Solving $\log_6(2x-3)+\log_6(x+5)=\log_3x$

If $x \in \mathbb R$, the equation $$\log_6 (2x-3) + \log_6 (x+5) = \log_3 x$$ requires $x > 3/2$. Under such an assumption, the LHS becomes $$\log_6 (2x-3)(x+5),$$ and the RHS, using the change-of-base formula, is $$\log_3 x = \frac{\log_6 x}{\log_6 3}.$$ Thus $$(2x-3)(x+5) = 6^{\log_6 x / \log_6 3} = x^{\log_3 6} = x^{\log_3 3 + \log_3 2} = x^{1 + \log_3 2}.$$

Let $a = \log_3 2 < 1$. Then to seek a numerical root, we apply Newton's method to $$f(x) = 2x^2 - x^{a+1} + 7x - 15$$ by computing iterates of $$x_{n+1} = x_n - \frac{f(x_n)}{f'(x_n)} = x_n - \frac{2x_n^2 - x_n^{a+1} + 7x_n - 15}{4x_n - (a+1)x_n^a + 7}.$$ A suitable initial guess has already been provided, namely $x_0 = \frac{3347}{2000}$, from which we iterate with a computer to obtain to 75 digits of precision $$x_0 = \color{green}{1.6735}0000000000000000000000000000000000000000000000000000000000000000000000 \\ x_1 = \color{green}{1.6735161761}6028420105594976526962483014865547809090912454018791698117840074 \\ x_2 = \color{green}{1.673516176124260238848}57028078132556340450344946364614508901732583022202367 \\ x_3 = \color{green}{1.67351617612426023884839162222058963917030308}792976477026920554313588396492 \\ x_4 = \color{green}{1.67351617612426023884839162222058963917030308353547657451861889646281230396} \\ x_5 = \color{green}{1.67351617612426023884839162222058963917030308353547657451861889646281230396} $$ where green digits indicate correct values, demonstrating the rapid convergence of the iterates.

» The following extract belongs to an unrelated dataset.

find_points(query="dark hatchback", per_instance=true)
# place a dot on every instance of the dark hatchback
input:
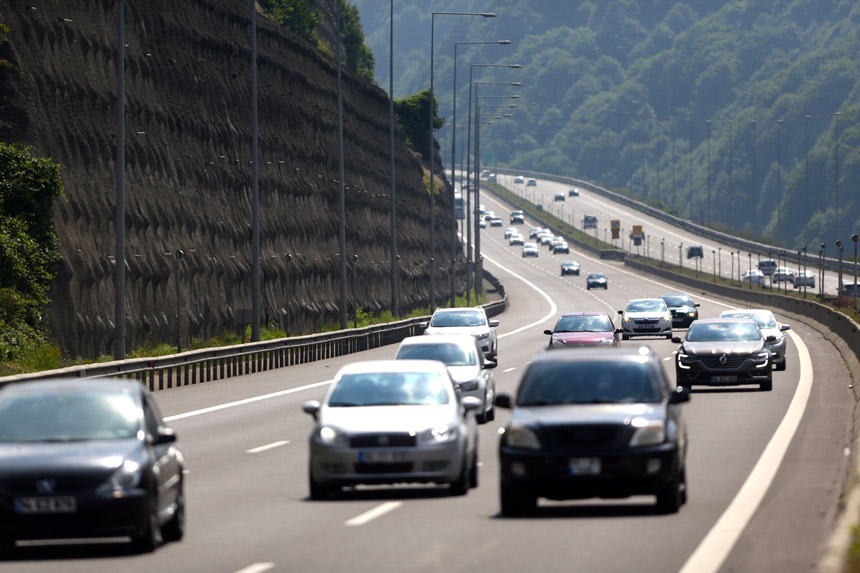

Moreover, we are assured that this is the unique root, since $f$ is a monotonically increasing function on $x > 3/2$ (its derivative being trivially greater than $0$ on this interval).

Taking the base-$6$ antilogarithm,

$$(2x-3)(x+5)=6^{\log_3x}=e^{\ln6\ln x/\ln3}=x^{\ln6/\ln3}.$$

Because of the irrational exponent, there is no closed-form solution and you need to use a numerical method.